Parlavamo di due anime distinte. La prima si è da sempre dedicata alla costante ricerca e allo studio dei suoni nella loro forma più pura, generalmente definita rumoristica, da qui il powernoise. Prendiamo ad esempio un lavoro particolarmente innovativo come il primo album a nome Dive. Già nel 1990, la filosofia del less is more (per saperne di più leggete lo speciale del 2013) porta l’electro a compiere la sua ulteriore trasformaziome nel primo album di Sonar, considerato uno dei principali, probabilmente il principale album del genere.
La seconda si focalizza maggiormente sulla ripetizione monolitica di ritmiche dure e fredde, il cui approccio affonda prepotentemente in certa techno, snaturandola e trasformandola in una marcia alienante e ballabile.
Nel frattempo passano gli anni e il progetto dà alla luce altri dischi che, colto il messaggio iniziale, trasformano le idee e gli spaccati del primo album in un genere dai contorni abbastanza definiti. Del resto la mission del duo non è l’innovazione e la complessità delle composizioni, al contrario di quanto svolto dalla generazione di sperimentatori del genere. Lo scopo è quello di colpire e di alienare utilizzando ritmiche dure, ripetititve e glaciali, sporcate da distorsioni e rumori lancinanti. L’alienazione è la nuova reincarnazione del principio della musica per i corpi, ed ha il suo bel seguito.
Questo album non introduce alcun elemento innovativo ma ha il pregio di declinare la formula, come sempre e in maniera magistrale, recuperando la freschezza dei primi album e, seppur alla lontana, le influenze electro che il duo si porta dietro, consci di aver scritto pagine imprescindibili nella storia di entrambi i generi. Gli episodi migliori sono forse i brevi spaccati, bozze in divenire che cadono giù come massi primordiali e sotterrano con il loro suono acido. L’electro-oriented di If so, what would you do? è uno dei brani migliori, e così anche Tower, Better change e la title-track, algida e disturbata-disturbante. Non mancano gli elementi originali in composizioni che, ad un orecchio non attento, potrebbero sembrare monolitiche e somiglianti le une alle altre. Ogni brano vive di vita propria e conosce mutazioni sottocutanee non indifferenti.
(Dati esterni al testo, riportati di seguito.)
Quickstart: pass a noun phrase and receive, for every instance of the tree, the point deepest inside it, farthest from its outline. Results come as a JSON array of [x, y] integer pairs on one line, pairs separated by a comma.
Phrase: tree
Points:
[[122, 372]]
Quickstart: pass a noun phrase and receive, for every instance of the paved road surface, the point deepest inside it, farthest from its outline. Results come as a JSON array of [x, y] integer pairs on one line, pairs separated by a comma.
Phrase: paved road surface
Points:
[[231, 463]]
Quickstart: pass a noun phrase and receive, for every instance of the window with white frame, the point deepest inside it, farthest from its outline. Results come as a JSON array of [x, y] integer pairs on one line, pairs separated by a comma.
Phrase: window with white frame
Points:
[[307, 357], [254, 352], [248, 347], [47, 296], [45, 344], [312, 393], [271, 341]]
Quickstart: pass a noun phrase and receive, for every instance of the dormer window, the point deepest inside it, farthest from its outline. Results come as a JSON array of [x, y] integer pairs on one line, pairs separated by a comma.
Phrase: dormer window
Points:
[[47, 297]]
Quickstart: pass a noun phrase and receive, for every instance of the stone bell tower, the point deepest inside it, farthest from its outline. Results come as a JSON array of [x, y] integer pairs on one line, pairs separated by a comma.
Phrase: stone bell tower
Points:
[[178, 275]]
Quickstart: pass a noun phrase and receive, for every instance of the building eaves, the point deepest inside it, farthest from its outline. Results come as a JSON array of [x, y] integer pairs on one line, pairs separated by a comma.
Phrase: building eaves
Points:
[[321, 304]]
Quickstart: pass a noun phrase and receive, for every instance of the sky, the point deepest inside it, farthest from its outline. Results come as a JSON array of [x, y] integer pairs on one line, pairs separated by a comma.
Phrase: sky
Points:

Inutile aspettarsi particolari innovazioni o trovate originali come in molti artisti del catalogo della label Hands, inutile aspettarsi quello che Sonar non è. Aspettiamoci quello che è, e questa è l’ennesima riprova della freschezza di quello che il duo riesce a comunicare, sempre secondo il principio del less is more. Un disco molto facile? Solo ad un primo ascolto, c’è da scavare in profondità. E voi siete pronti a farlo?